Bu bahiste tek başına kurtuluş yok. Tek tek fabrika ve irili ufaklı işletmelerdeki yalıtık eylemlerle sonuç almak, kriz öncesi koşullardan yüz kat daha güç olacaktır. İşçi sınıfı, ancak birleşik eylem temelinde, sıkı bir sınıf dayanışmasıyla yol alabilir. Ancak bu yoldan, yeni bir toplumsal ruh halinin gelişmesine, ezilenlerin mücadeleci birliğine, yeni bir 15-16 Haziran'a, yeni bir '89-'91 işçi kitle eylemleri dalgasına, yeni bir Gezi-Haziran ayaklanmasına, yeni bir Kobanê serhildanına önderlik edebilir. Faşist Erdoğan ve diktatörlüğün, mali ve ekonomik krizi, işçilerin ve emekçilerin kanını emerek yönetme plan ve saldırısını ancak bu yoldan püskürtebilir.

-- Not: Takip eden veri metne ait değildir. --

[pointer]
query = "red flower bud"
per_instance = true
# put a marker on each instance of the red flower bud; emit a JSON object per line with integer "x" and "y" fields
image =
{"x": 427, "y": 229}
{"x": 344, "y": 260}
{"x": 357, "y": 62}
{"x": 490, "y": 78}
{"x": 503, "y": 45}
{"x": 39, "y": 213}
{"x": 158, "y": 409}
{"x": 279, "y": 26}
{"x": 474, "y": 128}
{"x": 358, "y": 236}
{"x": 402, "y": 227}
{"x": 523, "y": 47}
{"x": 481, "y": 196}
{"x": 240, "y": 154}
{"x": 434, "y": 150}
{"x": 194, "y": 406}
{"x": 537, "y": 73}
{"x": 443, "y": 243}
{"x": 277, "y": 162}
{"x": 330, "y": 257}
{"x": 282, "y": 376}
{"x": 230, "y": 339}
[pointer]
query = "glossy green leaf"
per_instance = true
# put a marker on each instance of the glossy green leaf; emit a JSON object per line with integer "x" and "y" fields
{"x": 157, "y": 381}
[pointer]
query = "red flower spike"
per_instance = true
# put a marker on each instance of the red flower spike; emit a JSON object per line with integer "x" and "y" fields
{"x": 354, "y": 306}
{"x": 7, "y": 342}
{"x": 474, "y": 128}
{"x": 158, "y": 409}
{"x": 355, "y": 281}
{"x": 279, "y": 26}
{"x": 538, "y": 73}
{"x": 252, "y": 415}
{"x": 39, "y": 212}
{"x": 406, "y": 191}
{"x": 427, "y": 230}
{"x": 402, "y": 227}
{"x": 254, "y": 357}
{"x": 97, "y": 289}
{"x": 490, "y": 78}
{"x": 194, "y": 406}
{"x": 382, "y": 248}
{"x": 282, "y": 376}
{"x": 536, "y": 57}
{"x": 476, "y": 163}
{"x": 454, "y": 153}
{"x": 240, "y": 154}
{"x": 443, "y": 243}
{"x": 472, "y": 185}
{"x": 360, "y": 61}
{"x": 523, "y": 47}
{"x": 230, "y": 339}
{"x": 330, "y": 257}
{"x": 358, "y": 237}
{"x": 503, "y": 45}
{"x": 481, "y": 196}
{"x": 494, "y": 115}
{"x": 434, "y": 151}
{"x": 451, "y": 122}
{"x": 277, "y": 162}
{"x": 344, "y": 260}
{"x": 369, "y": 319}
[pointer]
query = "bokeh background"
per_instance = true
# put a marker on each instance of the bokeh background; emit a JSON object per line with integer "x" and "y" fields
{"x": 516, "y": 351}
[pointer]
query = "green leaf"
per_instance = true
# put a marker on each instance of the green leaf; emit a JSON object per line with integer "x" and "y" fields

Atılım gazetesinin bu haftaki "Gündem" köşesinde Türkiye'de yaşanan ekonomik kriz ve işçi sınıfının öncülük rolü işlendi.
 
Atılım Gazetesi'nin Gündem yazısı şöyle:
 
Erdoğan'ın, ailesinin, himayesi altında palazlanmayı sürdüren sermaye güçlerinin, burjuva ordunun yönetici kesimleriyle, polisle, MİT'le, silahsız yüksek bürokrasiyle bütünleşmesine dayalı faşist şeflik rejimi, mali ve ekonomik krizin kuşatması altında. Ekonomi içindeki payı yüzde 30'a çıkmış, 2 milyon 300 bin işçinin işgücünün yağmalandığı inşaat sektöründen başlayarak, değişik sektörlerde boy göstermeye başlayan iflas ve üretimi sınırlama örnekleri artmayı sürdürüyor. Gelişmenin yönünün bu doğrultuda olacağı egemenler cephesinden de yadsınamıyor.
 
Krizin yönetimi, işbirlikçi tekelci sermayeye, özel olarak faşist şefin himayesi altındaki tekellere yıkıcı bir fatura çıkarmaması, politik rejimi sarsacak, Saray'ı tepetaklak edecek sonuçlara yol açmaması için hazırlanan "yeni ekonomi programı" henüz uygulamaya girmeden aşınmaya başladı. "Yeni ekonomi programı"nın, uluslararası mali ve sınai tekellere güvence verme temelinde yükseldiği herkesin gözleri önünde. McKinsey'le yapılan anlaşma bu doğrultudaki öncü hamle oldu. Ne var ki, perde ardındaki diğer etkenler bir yana, bu anlaşmaya karşı bir toplumsal itiraz ve öfke oluşmaya başladığı, bunun Erdoğan diktatörlüğünün politik etkisi altındaki kesimleri de kendisine çekebileceği ortaya çıkınca, faşist şef, damat Berat'ın "ihanet" madalyasını alıp, kendi göğsüne takmak zorunda kaldı. Yeni ekonomi programının yediği bu ilk darbeyi, dibe vurmuş bir pazarlamacı ruhu ve demagogluğuyla "yedi düvele meydan okuyan adam" tavrı olarak propagandaya girişti. Bunun üzerine, burjuva medyayı ele geçirmiş olan faşist politik İslamcı tekellerin kalemşörleri, ihanet pankartını, kahramanlık pankartıyla değiştirmede olağanüstü bir kıvraklık sergilemek için birbirleriyle yarışa başladılar. McKinsey'le yapılan anlaşmanın bozulmasıyla, işçi ve emekçilerden vergi adı altında gasp edilen paralardan ne kadar ödendiği ise elbette bir "devlet sırrı" olarak kaldı.
 
Sınırsız devlet terörü, sınırsız demagoji ve sınırsız yalana dayalı Erdoğan diktatörlüğünün şimdi yeni bir McKinsey peşinde olduğuna şüphe yok. Bu kez, yalnızca kapsamını ve koşullarını değil, anlaşmanın kendisini de gizlemeye çalışacaklardır. Faşist şef, bu imkânı sonuna kadar zorlayacaktır. Anlaşmanın, örneğin, bir gece yarısı, başta himayesi altındaki tekeller olmak üzere, sermayeye yarı fiyatına döviz satılmasını engellememesi, işçilerin ve emekçilerin iliğine kadar sömürülmesinde sergilenecek katılıkla yetinilmesi için elinden geleni yapacağına ise kuşku yok.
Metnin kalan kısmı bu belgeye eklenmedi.